If you have multiple nested partitions, the syntax is:
describe formatted table_name partition (day=123,hour=2);
If you want to know the location of files you're reading, use
SELECT INPUT__FILE__NAME, BLOCK__OFFSET__INSIDE__FILE FROM <table> WHERE <part_name> = '<part_key>'
Then you get
hdfs:///user/hive/warehouse/<db>/<table>/<part_name>=<part_key>/000000_0.snappy, 0
hdfs:///user/hive/warehouse/<db>/<table>/<part_name>=<part_key>/000000_1.snappy, 0
This is the format of the command I use to get the exact HDFS location of a specific partition in a specific table:
show table extended like flight_context_fused_record partition(date_key='20181013', partition_id='P-DUK2nESsv', custom_partition_1='ZMP');
In the command above, the partition spec consists of three separate fields. Your example may have more or less.
See results below. Notice the "location:" field shows the HDFS folder location.

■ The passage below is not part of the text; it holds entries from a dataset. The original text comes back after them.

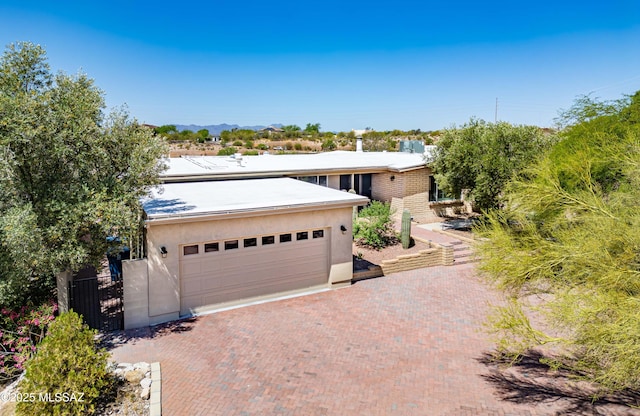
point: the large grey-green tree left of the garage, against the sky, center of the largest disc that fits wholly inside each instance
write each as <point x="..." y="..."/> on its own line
<point x="69" y="175"/>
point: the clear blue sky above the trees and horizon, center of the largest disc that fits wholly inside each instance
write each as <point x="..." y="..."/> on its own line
<point x="344" y="64"/>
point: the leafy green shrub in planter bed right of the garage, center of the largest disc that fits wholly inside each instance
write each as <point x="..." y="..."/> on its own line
<point x="374" y="227"/>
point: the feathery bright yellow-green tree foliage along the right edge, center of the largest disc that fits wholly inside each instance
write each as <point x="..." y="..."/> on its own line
<point x="569" y="235"/>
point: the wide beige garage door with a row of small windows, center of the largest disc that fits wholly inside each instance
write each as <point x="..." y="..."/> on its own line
<point x="229" y="270"/>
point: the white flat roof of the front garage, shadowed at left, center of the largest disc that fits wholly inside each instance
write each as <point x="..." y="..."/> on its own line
<point x="194" y="199"/>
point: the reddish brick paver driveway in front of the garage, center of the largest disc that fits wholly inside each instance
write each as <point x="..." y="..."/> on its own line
<point x="406" y="344"/>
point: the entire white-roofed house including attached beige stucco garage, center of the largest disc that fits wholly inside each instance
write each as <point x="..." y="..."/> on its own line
<point x="226" y="230"/>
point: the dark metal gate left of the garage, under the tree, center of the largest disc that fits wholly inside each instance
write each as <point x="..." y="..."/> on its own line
<point x="99" y="299"/>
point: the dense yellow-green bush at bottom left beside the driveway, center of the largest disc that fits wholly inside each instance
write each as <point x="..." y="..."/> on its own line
<point x="68" y="365"/>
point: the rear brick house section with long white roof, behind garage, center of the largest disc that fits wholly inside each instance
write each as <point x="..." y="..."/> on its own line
<point x="403" y="179"/>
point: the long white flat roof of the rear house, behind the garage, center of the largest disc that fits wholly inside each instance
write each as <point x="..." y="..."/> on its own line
<point x="194" y="166"/>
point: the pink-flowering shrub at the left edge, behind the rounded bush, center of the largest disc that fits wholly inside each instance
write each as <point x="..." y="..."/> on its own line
<point x="20" y="332"/>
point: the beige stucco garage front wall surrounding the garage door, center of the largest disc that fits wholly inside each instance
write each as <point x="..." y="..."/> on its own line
<point x="164" y="273"/>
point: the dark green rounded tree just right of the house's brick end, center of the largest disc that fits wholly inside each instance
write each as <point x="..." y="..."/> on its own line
<point x="482" y="157"/>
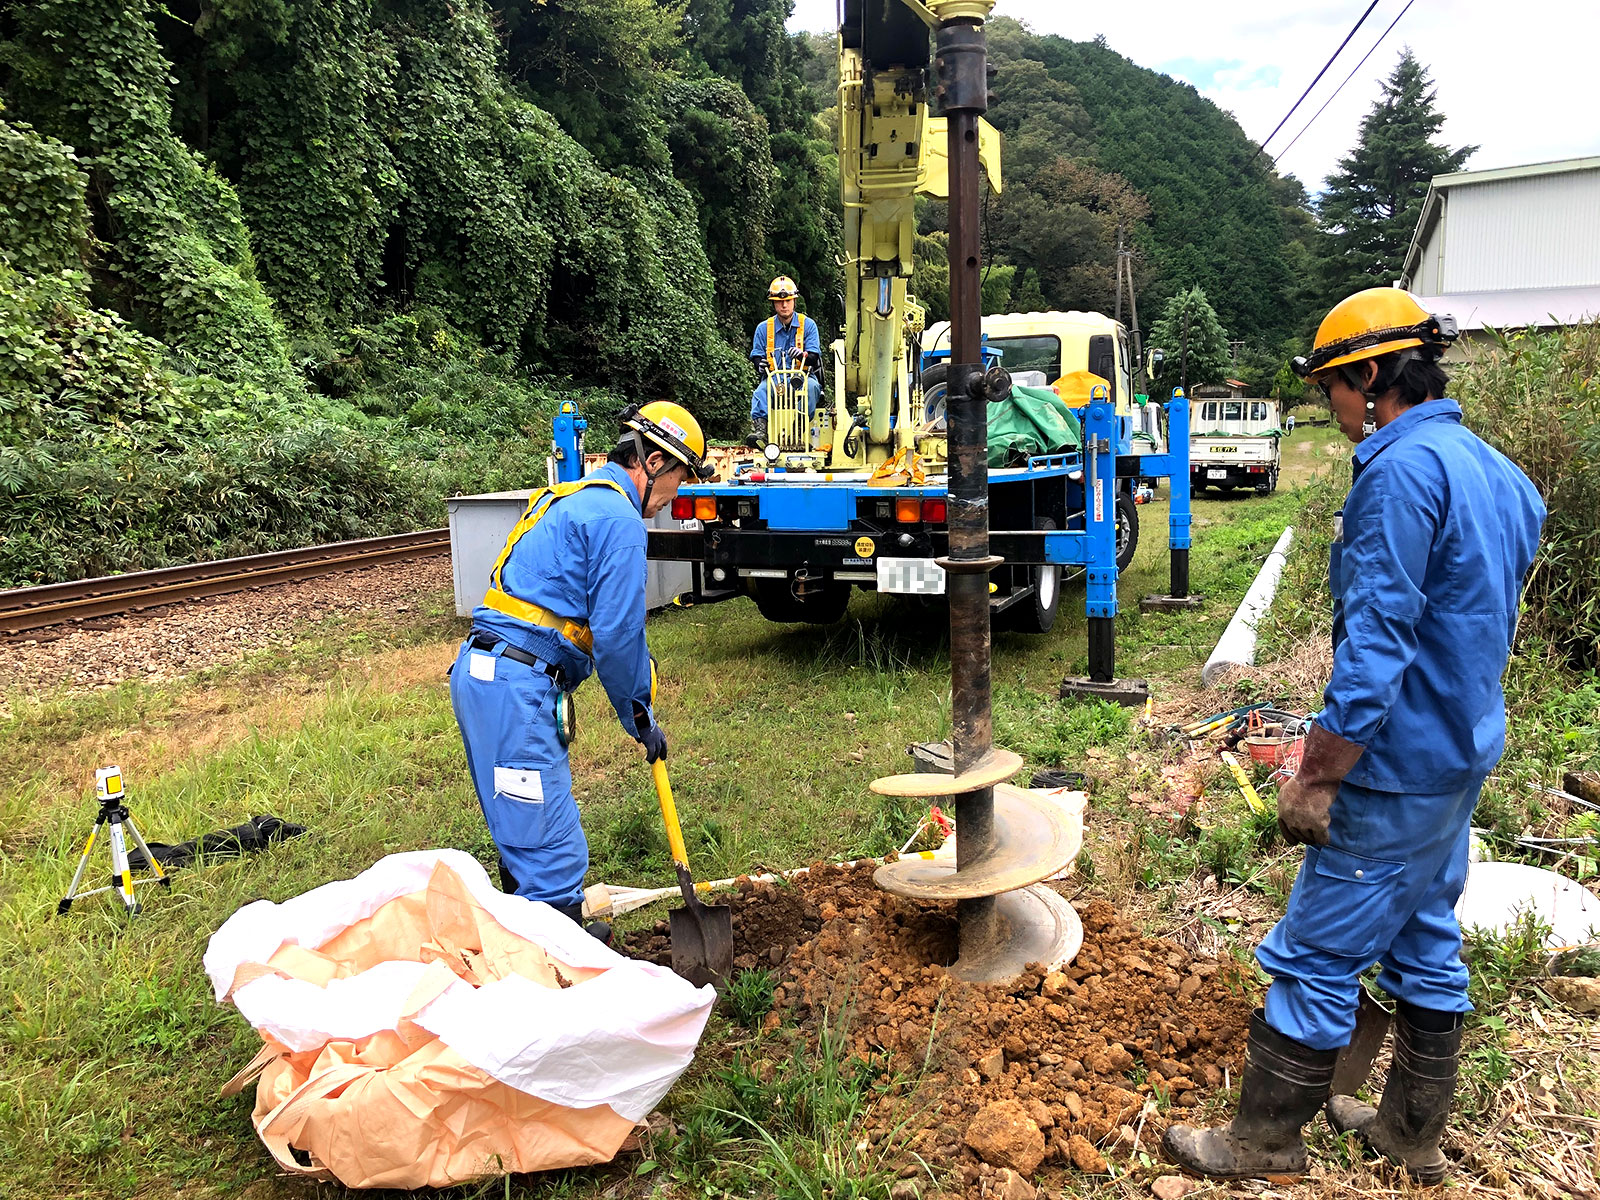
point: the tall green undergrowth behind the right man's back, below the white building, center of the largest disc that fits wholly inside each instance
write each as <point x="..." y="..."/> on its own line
<point x="1537" y="398"/>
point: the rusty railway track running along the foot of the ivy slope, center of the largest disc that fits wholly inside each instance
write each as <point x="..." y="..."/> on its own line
<point x="26" y="609"/>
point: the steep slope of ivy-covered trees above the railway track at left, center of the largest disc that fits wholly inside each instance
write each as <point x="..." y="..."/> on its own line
<point x="297" y="270"/>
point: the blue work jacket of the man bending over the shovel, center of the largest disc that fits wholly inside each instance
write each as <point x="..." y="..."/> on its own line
<point x="586" y="561"/>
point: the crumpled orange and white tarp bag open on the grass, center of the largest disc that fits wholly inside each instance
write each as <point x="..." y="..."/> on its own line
<point x="423" y="1028"/>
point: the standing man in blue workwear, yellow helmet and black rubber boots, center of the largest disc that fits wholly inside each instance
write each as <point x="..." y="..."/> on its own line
<point x="1426" y="570"/>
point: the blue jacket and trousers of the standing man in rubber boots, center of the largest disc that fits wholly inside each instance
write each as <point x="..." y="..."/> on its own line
<point x="1426" y="572"/>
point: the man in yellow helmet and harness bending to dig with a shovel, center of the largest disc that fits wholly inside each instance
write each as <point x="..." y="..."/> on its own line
<point x="566" y="601"/>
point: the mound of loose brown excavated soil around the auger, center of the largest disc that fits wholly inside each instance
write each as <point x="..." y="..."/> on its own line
<point x="1044" y="1071"/>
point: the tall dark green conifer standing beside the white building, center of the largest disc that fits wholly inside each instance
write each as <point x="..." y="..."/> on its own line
<point x="1375" y="199"/>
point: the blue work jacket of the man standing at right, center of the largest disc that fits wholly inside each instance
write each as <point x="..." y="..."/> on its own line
<point x="1426" y="572"/>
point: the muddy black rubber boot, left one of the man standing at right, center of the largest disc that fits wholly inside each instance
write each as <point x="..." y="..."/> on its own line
<point x="1286" y="1084"/>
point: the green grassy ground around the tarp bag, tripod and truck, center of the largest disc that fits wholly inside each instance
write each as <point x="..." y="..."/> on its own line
<point x="113" y="1050"/>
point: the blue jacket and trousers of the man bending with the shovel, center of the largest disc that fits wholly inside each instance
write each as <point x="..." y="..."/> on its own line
<point x="583" y="561"/>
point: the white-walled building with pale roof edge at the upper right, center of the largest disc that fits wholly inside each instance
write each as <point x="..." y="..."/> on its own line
<point x="1511" y="249"/>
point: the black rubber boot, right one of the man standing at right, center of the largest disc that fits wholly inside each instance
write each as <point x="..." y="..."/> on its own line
<point x="1410" y="1119"/>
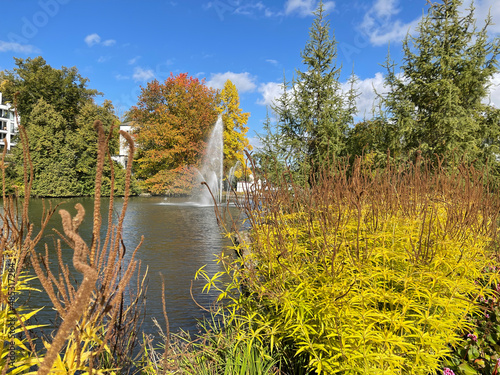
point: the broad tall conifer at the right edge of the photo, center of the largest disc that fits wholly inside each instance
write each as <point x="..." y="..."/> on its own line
<point x="436" y="103"/>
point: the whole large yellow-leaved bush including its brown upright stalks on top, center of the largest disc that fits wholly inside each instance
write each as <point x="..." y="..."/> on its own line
<point x="366" y="271"/>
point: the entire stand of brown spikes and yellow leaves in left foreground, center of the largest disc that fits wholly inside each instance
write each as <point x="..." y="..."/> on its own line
<point x="97" y="331"/>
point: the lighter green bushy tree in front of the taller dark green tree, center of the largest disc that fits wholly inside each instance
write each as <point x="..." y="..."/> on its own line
<point x="63" y="160"/>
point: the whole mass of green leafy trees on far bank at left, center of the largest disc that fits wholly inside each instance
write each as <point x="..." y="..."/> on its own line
<point x="58" y="112"/>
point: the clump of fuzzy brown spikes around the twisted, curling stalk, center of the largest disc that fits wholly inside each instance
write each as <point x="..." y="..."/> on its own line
<point x="97" y="304"/>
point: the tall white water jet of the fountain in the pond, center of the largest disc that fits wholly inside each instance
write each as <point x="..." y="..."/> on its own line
<point x="211" y="171"/>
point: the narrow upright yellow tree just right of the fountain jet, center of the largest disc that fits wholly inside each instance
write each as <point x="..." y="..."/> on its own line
<point x="234" y="119"/>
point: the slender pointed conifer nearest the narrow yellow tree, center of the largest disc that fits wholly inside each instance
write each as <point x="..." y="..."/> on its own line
<point x="314" y="113"/>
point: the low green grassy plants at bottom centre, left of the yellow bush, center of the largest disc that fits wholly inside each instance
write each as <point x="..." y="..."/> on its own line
<point x="220" y="348"/>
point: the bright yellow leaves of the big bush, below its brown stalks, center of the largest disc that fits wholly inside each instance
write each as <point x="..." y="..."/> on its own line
<point x="375" y="307"/>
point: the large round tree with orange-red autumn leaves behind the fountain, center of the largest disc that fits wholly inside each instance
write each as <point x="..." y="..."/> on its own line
<point x="171" y="123"/>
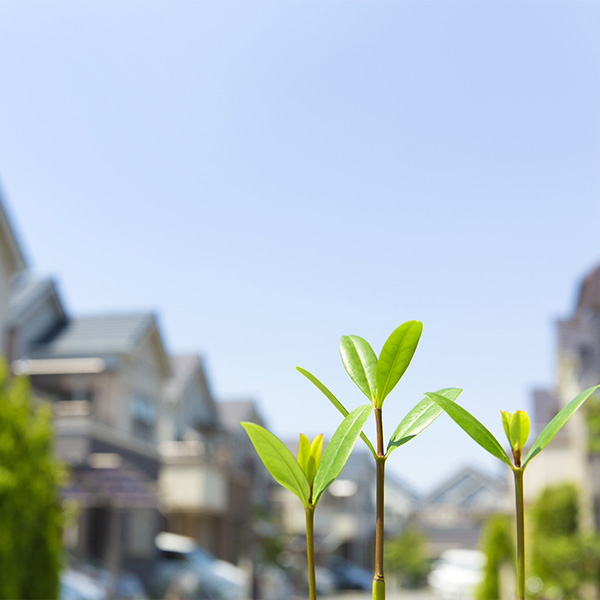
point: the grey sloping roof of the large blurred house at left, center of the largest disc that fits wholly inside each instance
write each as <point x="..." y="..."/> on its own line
<point x="97" y="336"/>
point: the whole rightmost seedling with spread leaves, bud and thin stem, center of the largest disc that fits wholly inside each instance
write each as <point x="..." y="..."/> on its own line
<point x="516" y="427"/>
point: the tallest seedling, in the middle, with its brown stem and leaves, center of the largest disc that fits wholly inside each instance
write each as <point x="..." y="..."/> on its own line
<point x="376" y="378"/>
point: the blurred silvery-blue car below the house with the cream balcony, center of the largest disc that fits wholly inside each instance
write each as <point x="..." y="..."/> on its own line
<point x="184" y="570"/>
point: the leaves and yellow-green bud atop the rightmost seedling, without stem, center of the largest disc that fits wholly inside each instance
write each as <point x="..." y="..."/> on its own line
<point x="516" y="426"/>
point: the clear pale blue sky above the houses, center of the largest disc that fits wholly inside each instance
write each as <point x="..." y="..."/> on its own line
<point x="269" y="176"/>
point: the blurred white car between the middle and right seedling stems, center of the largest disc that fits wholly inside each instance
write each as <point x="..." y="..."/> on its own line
<point x="457" y="573"/>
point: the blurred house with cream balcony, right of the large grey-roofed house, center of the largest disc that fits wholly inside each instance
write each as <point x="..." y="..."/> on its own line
<point x="208" y="480"/>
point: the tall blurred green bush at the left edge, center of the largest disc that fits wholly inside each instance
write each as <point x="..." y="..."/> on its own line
<point x="30" y="515"/>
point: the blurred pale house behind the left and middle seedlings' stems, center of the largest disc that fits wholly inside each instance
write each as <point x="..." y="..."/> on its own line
<point x="346" y="514"/>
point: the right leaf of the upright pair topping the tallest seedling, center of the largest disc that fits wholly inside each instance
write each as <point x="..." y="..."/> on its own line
<point x="395" y="357"/>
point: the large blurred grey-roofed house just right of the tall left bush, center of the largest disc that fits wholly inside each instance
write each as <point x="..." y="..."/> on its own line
<point x="104" y="376"/>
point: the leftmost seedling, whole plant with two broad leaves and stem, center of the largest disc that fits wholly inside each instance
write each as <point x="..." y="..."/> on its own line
<point x="312" y="473"/>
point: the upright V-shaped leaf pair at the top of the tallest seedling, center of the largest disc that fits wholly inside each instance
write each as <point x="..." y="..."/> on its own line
<point x="376" y="378"/>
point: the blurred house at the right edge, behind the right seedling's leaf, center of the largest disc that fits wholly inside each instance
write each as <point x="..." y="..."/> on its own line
<point x="572" y="456"/>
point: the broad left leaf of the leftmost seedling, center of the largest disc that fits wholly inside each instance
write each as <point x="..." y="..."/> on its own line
<point x="280" y="462"/>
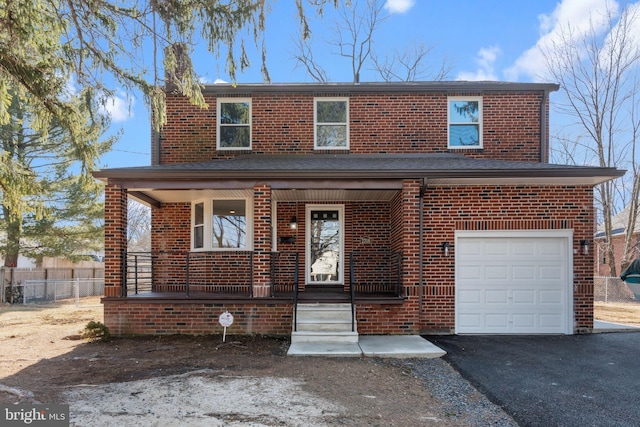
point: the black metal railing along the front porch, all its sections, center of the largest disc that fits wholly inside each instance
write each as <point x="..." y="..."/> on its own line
<point x="231" y="273"/>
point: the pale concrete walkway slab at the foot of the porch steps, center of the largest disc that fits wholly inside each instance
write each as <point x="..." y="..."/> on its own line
<point x="390" y="346"/>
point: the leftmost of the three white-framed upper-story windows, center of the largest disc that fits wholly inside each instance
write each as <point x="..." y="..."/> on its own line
<point x="234" y="124"/>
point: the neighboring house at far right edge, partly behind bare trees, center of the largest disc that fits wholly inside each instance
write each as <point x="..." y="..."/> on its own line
<point x="619" y="226"/>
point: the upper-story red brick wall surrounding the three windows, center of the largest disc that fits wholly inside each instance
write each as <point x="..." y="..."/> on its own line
<point x="379" y="123"/>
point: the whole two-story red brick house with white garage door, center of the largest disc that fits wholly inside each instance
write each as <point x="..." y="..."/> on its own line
<point x="431" y="206"/>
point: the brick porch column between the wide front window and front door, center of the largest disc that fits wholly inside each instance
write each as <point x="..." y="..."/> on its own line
<point x="262" y="241"/>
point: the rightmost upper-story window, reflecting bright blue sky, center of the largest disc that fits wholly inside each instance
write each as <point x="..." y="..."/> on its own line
<point x="465" y="122"/>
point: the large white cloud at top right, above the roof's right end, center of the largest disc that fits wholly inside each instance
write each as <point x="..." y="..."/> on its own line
<point x="579" y="15"/>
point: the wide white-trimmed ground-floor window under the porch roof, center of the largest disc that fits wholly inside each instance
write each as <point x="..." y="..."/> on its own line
<point x="220" y="224"/>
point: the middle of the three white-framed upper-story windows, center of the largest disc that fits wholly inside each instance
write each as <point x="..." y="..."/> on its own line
<point x="331" y="123"/>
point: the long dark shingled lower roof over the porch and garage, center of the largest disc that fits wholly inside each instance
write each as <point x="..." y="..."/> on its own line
<point x="434" y="169"/>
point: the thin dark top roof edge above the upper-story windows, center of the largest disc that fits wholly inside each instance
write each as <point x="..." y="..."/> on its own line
<point x="429" y="86"/>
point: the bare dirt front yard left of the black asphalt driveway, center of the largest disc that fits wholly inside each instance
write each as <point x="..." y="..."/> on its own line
<point x="201" y="381"/>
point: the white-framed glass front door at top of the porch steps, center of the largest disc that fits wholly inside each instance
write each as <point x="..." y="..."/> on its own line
<point x="325" y="258"/>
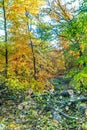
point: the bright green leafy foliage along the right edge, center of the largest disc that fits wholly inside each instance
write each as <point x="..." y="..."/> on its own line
<point x="75" y="33"/>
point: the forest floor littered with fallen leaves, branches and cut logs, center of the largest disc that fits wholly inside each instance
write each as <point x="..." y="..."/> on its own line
<point x="61" y="108"/>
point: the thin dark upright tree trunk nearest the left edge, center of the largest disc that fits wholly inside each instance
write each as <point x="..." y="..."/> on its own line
<point x="6" y="49"/>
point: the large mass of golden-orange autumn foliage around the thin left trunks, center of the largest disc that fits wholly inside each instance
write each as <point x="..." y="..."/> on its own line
<point x="20" y="55"/>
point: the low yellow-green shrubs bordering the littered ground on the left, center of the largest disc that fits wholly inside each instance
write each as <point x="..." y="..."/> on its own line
<point x="16" y="86"/>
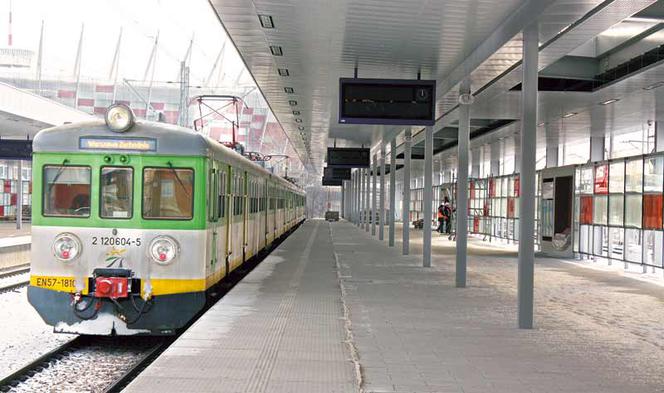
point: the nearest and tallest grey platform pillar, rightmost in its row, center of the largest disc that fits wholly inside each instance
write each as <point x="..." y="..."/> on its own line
<point x="526" y="272"/>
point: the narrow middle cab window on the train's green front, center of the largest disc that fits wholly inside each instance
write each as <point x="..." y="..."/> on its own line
<point x="116" y="192"/>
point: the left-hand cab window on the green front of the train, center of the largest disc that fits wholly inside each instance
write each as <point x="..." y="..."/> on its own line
<point x="66" y="191"/>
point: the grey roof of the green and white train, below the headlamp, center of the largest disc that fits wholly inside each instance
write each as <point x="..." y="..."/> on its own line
<point x="164" y="139"/>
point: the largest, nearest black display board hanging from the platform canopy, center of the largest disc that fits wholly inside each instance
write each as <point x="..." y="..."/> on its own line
<point x="387" y="101"/>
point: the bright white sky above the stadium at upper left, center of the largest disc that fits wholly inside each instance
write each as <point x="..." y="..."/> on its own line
<point x="175" y="21"/>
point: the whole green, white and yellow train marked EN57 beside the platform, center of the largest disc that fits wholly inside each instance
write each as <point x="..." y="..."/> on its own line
<point x="135" y="223"/>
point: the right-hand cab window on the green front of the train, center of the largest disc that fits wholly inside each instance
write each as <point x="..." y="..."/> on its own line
<point x="168" y="193"/>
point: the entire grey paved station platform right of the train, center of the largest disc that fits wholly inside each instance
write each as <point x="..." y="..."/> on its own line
<point x="334" y="310"/>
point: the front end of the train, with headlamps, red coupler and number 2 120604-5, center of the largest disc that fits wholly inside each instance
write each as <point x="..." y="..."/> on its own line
<point x="117" y="248"/>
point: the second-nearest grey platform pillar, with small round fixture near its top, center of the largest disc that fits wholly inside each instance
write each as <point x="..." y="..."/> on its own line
<point x="462" y="190"/>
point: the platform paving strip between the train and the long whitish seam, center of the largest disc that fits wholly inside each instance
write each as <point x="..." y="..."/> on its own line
<point x="280" y="330"/>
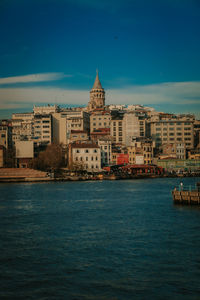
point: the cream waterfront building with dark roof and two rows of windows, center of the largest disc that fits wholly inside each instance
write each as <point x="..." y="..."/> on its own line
<point x="85" y="156"/>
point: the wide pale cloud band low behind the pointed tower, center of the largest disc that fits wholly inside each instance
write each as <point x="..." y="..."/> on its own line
<point x="185" y="95"/>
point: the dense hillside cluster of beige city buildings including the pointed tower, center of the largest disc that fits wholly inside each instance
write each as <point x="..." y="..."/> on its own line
<point x="101" y="135"/>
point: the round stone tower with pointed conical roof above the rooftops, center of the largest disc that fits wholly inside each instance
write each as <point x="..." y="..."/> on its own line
<point x="97" y="95"/>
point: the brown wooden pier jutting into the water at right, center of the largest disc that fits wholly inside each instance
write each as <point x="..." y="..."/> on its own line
<point x="186" y="197"/>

hive (nva_test)> show table extended like flight_context_fused_record partition(date_key='20181013', partition_id='P-DUK2nESsv', custom_partition_1='ZMP');
OK
tableName:flight_context_fused_record
owner:nva-prod
location:hdfs://hdp1-ha/tmp/vfisher/cms-context-acquisition-2019-06-13/FlightContextFusedRecord/2018/10/13/ZMP/P-DUK2nESsv
inputformat:org.apache.hadoop.hive.ql.io.parquet.MapredParquetInputFormat
outputformat:org.apache.hadoop.hive.ql.io.parquet.MapredParquetOutputFormat
columns:struct columns { string primary_key, string facility, string position, i32 dalr_channel, i64 start_time_unix_millis, i64 end_time_unix_millis, string foreign_key_to_audio_segment, struct<on_frequency_flight_list:list<struct<acid:string,ac_type:string>>,transfer_list:list<struct<primary_key:string,acid:string,data_id:string,ac_type:string,from_facility:string,from_position:string,transition_time:i64,transition_time_start:i64,transtition_time_end:i64,to_facility:string,to_position:string,source:string,source_info:string,source_time:i64,confidence:double,confidence_description:string,uuid:string>>,source_list:list<string>,domain:string,domains:list<string>> flight_context}
partitioned:true
partitionColumns:struct partition_columns { i32 date_key, string partition_id, string custom_partition_1}
totalNumberFiles:1
totalFileSize:247075687
maxFileSize:247075687
minFileSize:247075687
lastAccessTime:1561122938361
lastUpdateTime:1561071155639
The generic form of the command (taking out my specific values and putting in argument specifiers) looks like this:
show table extended like <your table name here> partition(<your partition spec here>);
you can simply do this:
DESC FORMATTED tablename PARTITION (yr_no='y2019');
OR
DESC EXTENDED tablename PARTITION (yr_no='y2019');
You can get the location of the Hive partitions on HDFS by running any of the following Hive commands.
DESCRIBE FORMATTED tbl_name PARTITION(dt=20131023);
SHOW TABLE EXTENDED LIKE tbl_name PARTITION(dt=20131023);
Alternatively, you can also get by running HDFS list command
hdfs dfs -ls <your Hive store location>/<tablename>
Link: Hive show or list all partitions
Thanks,
NNK
You can get this info via Hive Metastore Thrift protocol, e.g. with hmsclient library:
Hive cli:
hive> create table test_table_with_partitions(f1 string, f2 int) partitioned by (dt string);
OK
Time taken: 0.127 seconds
hive> alter table test_table_with_partitions add partition(dt=20210504) partition(dt=20210505);
OK
Time taken: 0.152 seconds
Python cli:
>>> with client as c:
... partition = c.get_partition_by_name(db_name='default',
tbl_name='test_table_with_partitions',
part_name='dt=20210504')
...
>>> partition.sd.location
'hdfs://hdfs.master.host:8020/user/hive/warehouse/test_table_with_partitions/dt=20210504'